Databricks Community

BenMackenzie · ‎04-29-2024

This is the first of three articles about using the Databricks Feature Store. The first article will focus on using existing features to create your dataset and the basics of creating feature tables. The second article will cover feature table creation in greater depth, feature discovery and ensuring maximum re-usability. The final article will discuss feature and function serving and using the feature store with external models.

Feature Stores

Machine learning uses existing data to build a model to predict future outcomes. In almost all cases, the raw data requires preprocessing and transformation before it can be used to build a model. This process is called feature engineering, and the outputs of this process are called features - the building blocks of the model.

Developing features is complex and time-consuming. An additional complication is that for machine learning, feature calculations need to be done for model training and then again when the model is used to make predictions. These implementations may not be performed by the same team or using the same code environment, which can lead to delays and errors. Additionally, different teams in an organization will often have similar feature needs but may not be aware of the work that other teams have done. A feature store is designed to address these problems.

A feature store is a centralized repository that enables data scientists to find and share features and also ensures that the same code used to compute the feature values is used for model training and inference.

You won't want to miss this...

As a companion to this article, we spoke to one of our most valued partners, Gavi Regunath, about this subject. You can watch the recording of that discussion on the Advancing Analytics YouTube channel.

Databricks Feature Store

Databricks' Feature Store has been merged into Unity Catalog (now referred to as “Feature Engineering in Unity Catalog”). Features are stored in Feature tables, which are regular Delta tables with primary keys and, optionally a timestamp key identified. This integration enables a number of capabilities.

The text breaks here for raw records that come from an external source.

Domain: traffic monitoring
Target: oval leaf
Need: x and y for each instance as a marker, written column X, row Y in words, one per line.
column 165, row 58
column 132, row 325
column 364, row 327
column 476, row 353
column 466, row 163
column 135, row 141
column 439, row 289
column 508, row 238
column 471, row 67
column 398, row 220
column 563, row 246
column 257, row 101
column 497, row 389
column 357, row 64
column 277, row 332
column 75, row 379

Unified permissions model: Reduces platform complexity with a consistent approach to securing and governing your Data and AI assets

Discoverability: The Feature Store UI, accessible from the Databricks workspace, lets you browse and search for existing features.
End-to-end Lineage: Better understand both the upstream - i.e. the data sources - and downstream dependencies, such as the models, notebooks, jobs, and endpoints that reference the features. access the models, notebooks, jobs, and endpoints that use the feature.
Data monitoring: Enhanced/Improved data monitoring: proactively detect and monitor your models to mitigate against data and model drift

In addition to these capabilities provided by Unity Catalog there are a number of other capabilities provided by the service:

Integrates with model scoring and serving. When you use features from Feature Store to train a model, the model is packaged with feature metadata. When you use the model for batch scoring or online inference, it automatically retrieves features from the Feature Store. The caller does not need to know about them or include logic to look up or join features to score new data. This makes model deployment and updates much easier.
Point-in-time lookups. Feature Store supports time series and event-based use cases that require point-in-time correctness ensuring that no future data is used for training.
Synchronizes with online row-oriented data stores to enable online inference.

On-demand Features

Feature Serving

Delta Tables vs Feature Tables

Integrating the Feature Store with Unity Catalog unlocks a lot of capabilities and simplifies its use. It does raise a question though: is there any distinction between a Feature Table and a regular Delta table (assuming a primary key has been defined)?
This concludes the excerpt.